The legislature approved $6 million in virtual net metering credits for municipalities seeking to increase clean solar development in their communities.
New legislation to require greater transparency and oversight during the removal of trees on private property.
There were a number of good environmental bills that unfortunately did not get a vote before the midnight end-of-session deadline. Important legislation that did not pass in 2016 included a bill that would eliminate toxic flame retardants in children's products and household furniture, legislation to reduce pollution from single-use disposable shopping bags, and a resolution to enact a referendum vote on a constitutional amendment to preserve State-owned lands (the resolution passed the Senate and House but unfortunately did not receive the two-thirds vote needed in the House to put the amendment on the ballot for a vote this November).
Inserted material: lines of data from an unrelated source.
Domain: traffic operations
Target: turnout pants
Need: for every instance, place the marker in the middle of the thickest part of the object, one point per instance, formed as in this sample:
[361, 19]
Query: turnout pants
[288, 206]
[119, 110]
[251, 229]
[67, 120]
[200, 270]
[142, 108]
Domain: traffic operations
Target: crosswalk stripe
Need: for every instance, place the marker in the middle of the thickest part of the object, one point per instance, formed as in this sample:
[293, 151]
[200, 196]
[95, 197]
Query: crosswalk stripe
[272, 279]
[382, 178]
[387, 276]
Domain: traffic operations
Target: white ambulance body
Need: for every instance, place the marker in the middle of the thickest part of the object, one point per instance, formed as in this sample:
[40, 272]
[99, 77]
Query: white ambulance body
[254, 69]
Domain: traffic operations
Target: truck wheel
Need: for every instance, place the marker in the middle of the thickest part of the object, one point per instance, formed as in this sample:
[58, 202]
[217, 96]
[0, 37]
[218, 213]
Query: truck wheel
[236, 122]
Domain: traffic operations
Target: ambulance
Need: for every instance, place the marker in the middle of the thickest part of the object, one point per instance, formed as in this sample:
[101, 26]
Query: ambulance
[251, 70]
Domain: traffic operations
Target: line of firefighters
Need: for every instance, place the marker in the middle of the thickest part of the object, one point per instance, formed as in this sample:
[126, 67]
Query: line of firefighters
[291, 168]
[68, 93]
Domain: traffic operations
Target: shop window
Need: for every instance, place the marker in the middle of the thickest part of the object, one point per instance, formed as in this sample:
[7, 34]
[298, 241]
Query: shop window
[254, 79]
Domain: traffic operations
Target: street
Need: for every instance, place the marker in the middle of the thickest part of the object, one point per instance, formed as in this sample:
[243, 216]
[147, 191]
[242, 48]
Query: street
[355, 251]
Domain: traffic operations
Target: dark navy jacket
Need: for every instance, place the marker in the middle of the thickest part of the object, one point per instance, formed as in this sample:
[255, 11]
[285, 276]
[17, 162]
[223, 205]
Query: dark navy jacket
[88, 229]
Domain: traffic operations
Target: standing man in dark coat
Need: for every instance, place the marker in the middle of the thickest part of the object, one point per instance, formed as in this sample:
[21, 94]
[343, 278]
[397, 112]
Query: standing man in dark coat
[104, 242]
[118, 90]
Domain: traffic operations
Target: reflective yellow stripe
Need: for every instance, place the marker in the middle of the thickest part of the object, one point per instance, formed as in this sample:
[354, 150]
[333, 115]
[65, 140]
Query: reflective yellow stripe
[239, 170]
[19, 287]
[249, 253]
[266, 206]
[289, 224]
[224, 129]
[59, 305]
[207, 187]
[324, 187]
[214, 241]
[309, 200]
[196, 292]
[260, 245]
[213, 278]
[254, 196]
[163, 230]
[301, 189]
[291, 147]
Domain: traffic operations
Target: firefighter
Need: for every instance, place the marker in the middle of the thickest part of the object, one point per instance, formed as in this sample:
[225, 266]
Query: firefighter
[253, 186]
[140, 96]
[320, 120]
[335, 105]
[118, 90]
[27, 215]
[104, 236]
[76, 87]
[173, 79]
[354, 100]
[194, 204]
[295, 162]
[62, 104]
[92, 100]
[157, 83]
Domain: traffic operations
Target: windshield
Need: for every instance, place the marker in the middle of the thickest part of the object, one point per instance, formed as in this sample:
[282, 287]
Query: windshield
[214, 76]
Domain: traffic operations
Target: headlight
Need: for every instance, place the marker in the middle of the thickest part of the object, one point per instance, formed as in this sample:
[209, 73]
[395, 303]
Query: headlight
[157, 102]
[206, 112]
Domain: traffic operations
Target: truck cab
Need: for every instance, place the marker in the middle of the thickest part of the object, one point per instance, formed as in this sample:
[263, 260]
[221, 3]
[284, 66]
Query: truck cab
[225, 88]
These losses came as a disappointment to many advocates and members of the public who fought hard for these pro-environment measures in 2016, but the bills also garnered a growing body of bipartisan support that advocates hope to build on in 2017.
CCE would like to extend a special thanks to Rep. James Albis, Sen. Ted Kennedy Jr., Sen. Dante Bartolomeo, Rep. Diana Urban, Sen. Beth Bye, Rep. Phil Miller, Sen. Bob Duff, Rep. Joe Aresimowicz, Rep. Roberta Willis, Rep. Mary Mushinsky, Sen. Clark Chapin, Rep. John Shaban, Rep. Kim Rose, Rep. Noreen Kokoruda, Rep. Russ Morin, Rep. Michael D'Agostino, Rep. Joe Gresko, Sen. Tony Hwang, Rep. Jon Steinberg, Rep. Fred Camillo, Rep. Roland Lemar, Rep. Matt Lesser, Rep. John Hampton, Sen. Joe Markley, and the countless others who worked tirelessly on these critical environmental issues in 2016. We appreciate your efforts and look forward to working with you to continue fighting for Connecticut's environment during next year's CT legislative session!